Are thieves getting lazier, or have they seen the error of their ways? Reports of theft from vehicles, one of the most common crimes in the city, are down in the first half of 2019.
There were 15,639 reports of thefts from vehicles from Jan. 1 – June 30, 2019 in the City of Los Angeles. During the same period in 2018, there were 16,667 reports, a decrease of 6.1%.
The neighborhoods of Downtown, Hollywood and Koreatown had the most incidents theft from vehicle during the first half of 2019, just as they did for the first half of 2018. Though, good news for residents of Downtown and Koreatown, the crime was down from this time last year by 5.2% and 11.9%, respectively.
Hollywood had a nearly 8% increase this year compared with the first six months of last year.
Yet when Hollywood resident Danny Finn’s car was broken into, it wasn’t in his neighborhood.
The Aelonia band frontman was shopping in the middle of the afternoon on March 4 in Atwater Village, which had only 29 reported cases of car break-ins (including his) in the first half of 2019. When he returned to his 2017 Honda Civic, he found his window smashed.
“My initial thought was shock, and you feel like your security and privacy were violated,” Finn said. Of the $300 out-of-pocket costs, he added, “It sucks.”
He was able to get a thumb drive from a nearby retail store that contained video footage of the break-in.
From the footage, he saw two suspects drive up in their car and park next to his. A woman hopped out, smashed one of his car windows and took a small black toiletries bag from underneath the passenger seat. Then, she got back into her own car, and she and her driver zoomed away.

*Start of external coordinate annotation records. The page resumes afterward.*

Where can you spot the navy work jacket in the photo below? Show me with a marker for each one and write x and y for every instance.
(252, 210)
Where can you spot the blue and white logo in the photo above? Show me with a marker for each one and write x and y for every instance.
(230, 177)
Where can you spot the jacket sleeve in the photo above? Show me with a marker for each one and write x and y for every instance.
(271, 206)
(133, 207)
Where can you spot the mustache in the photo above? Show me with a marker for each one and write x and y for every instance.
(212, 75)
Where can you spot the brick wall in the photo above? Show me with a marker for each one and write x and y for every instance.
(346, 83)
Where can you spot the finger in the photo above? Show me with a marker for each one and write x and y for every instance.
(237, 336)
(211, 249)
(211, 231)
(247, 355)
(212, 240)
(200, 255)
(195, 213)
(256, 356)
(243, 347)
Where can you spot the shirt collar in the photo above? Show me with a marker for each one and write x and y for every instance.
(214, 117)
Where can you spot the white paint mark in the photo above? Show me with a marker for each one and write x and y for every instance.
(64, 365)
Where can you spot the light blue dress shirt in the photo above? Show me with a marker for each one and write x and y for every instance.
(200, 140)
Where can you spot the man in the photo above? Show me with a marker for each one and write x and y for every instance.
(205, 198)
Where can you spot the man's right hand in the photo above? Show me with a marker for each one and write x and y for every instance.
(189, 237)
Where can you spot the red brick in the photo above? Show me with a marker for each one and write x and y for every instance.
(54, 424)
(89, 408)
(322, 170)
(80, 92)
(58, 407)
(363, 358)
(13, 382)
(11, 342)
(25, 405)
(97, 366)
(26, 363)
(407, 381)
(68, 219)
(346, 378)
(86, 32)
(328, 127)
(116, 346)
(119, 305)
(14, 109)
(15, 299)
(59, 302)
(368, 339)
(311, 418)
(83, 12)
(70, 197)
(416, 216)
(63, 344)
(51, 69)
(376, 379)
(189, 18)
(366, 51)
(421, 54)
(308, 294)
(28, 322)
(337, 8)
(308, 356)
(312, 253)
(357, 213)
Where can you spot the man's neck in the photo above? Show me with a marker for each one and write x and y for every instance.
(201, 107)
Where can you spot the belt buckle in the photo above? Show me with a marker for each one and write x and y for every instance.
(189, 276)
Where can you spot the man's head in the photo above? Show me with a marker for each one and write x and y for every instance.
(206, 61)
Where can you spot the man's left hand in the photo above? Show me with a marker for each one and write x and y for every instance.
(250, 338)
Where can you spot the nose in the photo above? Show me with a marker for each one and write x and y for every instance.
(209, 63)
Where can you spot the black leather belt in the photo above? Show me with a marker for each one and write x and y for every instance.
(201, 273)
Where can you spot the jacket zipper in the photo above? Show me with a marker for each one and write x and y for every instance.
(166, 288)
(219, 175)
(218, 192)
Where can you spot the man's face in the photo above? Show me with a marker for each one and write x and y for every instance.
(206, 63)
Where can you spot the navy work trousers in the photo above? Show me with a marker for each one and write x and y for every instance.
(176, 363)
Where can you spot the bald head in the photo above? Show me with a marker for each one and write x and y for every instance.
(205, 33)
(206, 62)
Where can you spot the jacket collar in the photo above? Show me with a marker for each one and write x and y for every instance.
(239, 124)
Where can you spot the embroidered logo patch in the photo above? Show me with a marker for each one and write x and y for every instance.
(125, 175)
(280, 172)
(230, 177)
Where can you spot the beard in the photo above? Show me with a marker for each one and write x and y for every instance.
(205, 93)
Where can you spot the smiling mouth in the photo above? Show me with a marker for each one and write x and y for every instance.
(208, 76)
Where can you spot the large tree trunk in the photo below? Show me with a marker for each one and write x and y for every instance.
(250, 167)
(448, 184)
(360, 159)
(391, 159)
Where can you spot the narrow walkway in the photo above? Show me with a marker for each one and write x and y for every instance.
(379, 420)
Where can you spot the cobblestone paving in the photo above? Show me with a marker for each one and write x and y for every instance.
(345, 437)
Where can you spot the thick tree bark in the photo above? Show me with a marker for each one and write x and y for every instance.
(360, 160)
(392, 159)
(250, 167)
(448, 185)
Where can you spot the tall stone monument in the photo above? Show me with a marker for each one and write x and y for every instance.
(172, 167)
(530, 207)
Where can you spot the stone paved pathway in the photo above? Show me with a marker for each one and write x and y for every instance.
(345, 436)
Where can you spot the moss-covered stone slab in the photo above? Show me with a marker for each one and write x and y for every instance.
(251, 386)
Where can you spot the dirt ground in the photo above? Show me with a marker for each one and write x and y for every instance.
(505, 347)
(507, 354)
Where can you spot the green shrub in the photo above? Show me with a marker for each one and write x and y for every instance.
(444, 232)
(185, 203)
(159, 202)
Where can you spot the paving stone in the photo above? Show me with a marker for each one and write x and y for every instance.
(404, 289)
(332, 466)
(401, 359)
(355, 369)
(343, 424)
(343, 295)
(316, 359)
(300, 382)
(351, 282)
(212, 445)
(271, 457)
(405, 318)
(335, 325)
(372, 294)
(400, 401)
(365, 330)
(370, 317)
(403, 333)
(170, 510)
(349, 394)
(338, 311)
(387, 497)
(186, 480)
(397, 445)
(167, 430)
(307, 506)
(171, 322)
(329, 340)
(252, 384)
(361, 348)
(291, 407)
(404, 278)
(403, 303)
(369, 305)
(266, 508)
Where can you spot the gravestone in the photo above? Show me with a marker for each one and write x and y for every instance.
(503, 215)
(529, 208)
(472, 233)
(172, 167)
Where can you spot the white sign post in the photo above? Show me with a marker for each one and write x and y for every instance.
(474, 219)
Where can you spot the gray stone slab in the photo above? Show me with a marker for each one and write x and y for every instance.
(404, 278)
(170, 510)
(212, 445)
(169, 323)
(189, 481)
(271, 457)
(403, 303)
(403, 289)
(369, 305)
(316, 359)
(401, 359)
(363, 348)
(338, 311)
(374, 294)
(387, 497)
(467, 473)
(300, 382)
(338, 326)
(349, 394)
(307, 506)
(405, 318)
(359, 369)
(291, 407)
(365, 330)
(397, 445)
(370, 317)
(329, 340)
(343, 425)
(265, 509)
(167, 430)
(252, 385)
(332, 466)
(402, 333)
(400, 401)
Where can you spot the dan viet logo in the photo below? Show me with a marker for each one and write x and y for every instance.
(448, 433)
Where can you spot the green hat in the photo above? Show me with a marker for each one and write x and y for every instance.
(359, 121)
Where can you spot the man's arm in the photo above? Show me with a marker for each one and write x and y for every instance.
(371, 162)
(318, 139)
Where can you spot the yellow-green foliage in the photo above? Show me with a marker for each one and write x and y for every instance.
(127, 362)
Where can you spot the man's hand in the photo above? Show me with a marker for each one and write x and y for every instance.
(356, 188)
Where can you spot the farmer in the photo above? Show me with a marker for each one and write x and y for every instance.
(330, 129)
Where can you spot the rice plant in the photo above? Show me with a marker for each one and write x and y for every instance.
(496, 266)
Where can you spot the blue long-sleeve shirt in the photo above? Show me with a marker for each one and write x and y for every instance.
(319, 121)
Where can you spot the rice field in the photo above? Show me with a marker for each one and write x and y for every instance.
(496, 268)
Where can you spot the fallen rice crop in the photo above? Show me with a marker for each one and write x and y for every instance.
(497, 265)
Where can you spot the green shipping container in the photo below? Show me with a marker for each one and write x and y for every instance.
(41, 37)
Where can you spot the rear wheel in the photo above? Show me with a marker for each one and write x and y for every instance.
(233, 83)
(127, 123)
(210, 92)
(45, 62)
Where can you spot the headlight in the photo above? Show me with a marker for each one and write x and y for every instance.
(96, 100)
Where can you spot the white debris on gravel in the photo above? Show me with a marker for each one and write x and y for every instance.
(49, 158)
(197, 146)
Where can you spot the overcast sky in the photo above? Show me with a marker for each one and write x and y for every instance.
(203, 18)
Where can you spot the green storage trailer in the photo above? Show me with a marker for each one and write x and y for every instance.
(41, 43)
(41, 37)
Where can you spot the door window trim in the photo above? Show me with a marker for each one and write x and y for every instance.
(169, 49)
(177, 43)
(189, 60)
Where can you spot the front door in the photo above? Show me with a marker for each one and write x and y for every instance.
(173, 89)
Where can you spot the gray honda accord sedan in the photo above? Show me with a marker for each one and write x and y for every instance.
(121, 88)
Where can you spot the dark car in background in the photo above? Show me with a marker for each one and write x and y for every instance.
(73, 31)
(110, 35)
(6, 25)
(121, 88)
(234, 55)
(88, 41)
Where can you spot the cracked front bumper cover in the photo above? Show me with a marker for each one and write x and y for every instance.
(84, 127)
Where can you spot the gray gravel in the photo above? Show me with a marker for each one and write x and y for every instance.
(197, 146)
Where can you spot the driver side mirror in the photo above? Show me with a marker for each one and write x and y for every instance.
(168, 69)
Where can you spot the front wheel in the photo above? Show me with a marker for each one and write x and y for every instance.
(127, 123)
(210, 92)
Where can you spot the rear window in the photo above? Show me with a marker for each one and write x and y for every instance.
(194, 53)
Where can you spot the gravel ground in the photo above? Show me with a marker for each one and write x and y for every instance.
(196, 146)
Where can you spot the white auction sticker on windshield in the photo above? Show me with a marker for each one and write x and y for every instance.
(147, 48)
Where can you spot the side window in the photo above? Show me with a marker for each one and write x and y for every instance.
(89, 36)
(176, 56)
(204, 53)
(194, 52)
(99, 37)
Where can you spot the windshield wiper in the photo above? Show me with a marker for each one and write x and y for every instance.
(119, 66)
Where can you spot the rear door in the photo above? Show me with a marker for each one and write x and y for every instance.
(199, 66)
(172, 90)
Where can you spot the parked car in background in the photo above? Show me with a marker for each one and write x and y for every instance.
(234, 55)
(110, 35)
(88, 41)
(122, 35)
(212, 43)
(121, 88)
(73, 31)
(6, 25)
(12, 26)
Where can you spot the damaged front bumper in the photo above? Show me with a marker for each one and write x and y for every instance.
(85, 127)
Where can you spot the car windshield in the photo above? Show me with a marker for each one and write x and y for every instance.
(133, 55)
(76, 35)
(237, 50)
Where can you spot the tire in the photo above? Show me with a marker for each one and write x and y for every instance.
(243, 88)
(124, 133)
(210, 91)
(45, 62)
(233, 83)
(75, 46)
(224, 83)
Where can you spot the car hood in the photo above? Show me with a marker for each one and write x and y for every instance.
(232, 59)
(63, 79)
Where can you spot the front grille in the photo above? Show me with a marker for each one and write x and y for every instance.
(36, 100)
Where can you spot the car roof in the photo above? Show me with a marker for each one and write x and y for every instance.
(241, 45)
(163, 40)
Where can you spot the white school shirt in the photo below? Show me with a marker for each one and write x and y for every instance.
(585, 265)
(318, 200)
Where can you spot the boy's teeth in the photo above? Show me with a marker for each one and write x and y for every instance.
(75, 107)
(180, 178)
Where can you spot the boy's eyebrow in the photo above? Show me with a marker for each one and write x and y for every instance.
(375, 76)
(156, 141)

But when he gave the thumb drive to the desk officer at the police station, the officer asked for the footage on a CD instead, said Finn. Twenty-seven-year-old Finn, who left the thumb drive with the officer, said he was shocked that the police are still using disks.
“I expect to never hear back from detectives despite giving them the license plate, footage of the crime, pictures and an accurate description of the car down to the color and model,” Finn said. “If a detective can’t figure out how to open a thumb drive on a computer, how is he going to solve a case of personal theft and damages?”
As it turns out, LAPD detectives are actively working on the case.
“There is no correlation between working a thumb drive and solving crime in Los Angeles” said Josh Rubenstein, the public information director for the LAPD. “We have seasoned detectives.”
He said the detectives managed to transfer the data onto a CD and are investigating the crime. He also said the department is encouraged that thefts from vehicles are down in the first six months of the year
Elsewhere in the City of Los Angeles, Studio City residents will be relieved to know their neighborhood dropped from number nine on our list for the first six months of 2018, to number 16 for the first six months of 2019.
However, the Mid-Wilshire neighborhood went from the 23rd spot during the first half of 2018 to the ninth spot in the first half of 2019, with 282 break-ins during the first six months of 2019, up from 172 break-ins during the same period, an increase of 63.9%.
How we did it: We examined LAPD publicly available data on reports of theft from vehicle, burglary from vehicle, as well as attempted thefts and burglary from vehicles for the first half of 2019, which revealed a decrease in incidents from the same time period last year. For neighborhood boundaries, we rely on the borders defined by the Los Angeles Times. Learn more about our data here.
LAPD data only reflect crimes that are reported to the department, not how many crimes actually occurred. In making our calculations, we rely on the data the LAPD makes publicly available. On occasion, LAPD may update past crime reports with new information, or recategorize past reports. Those revised reports do not always automatically become part of the public database.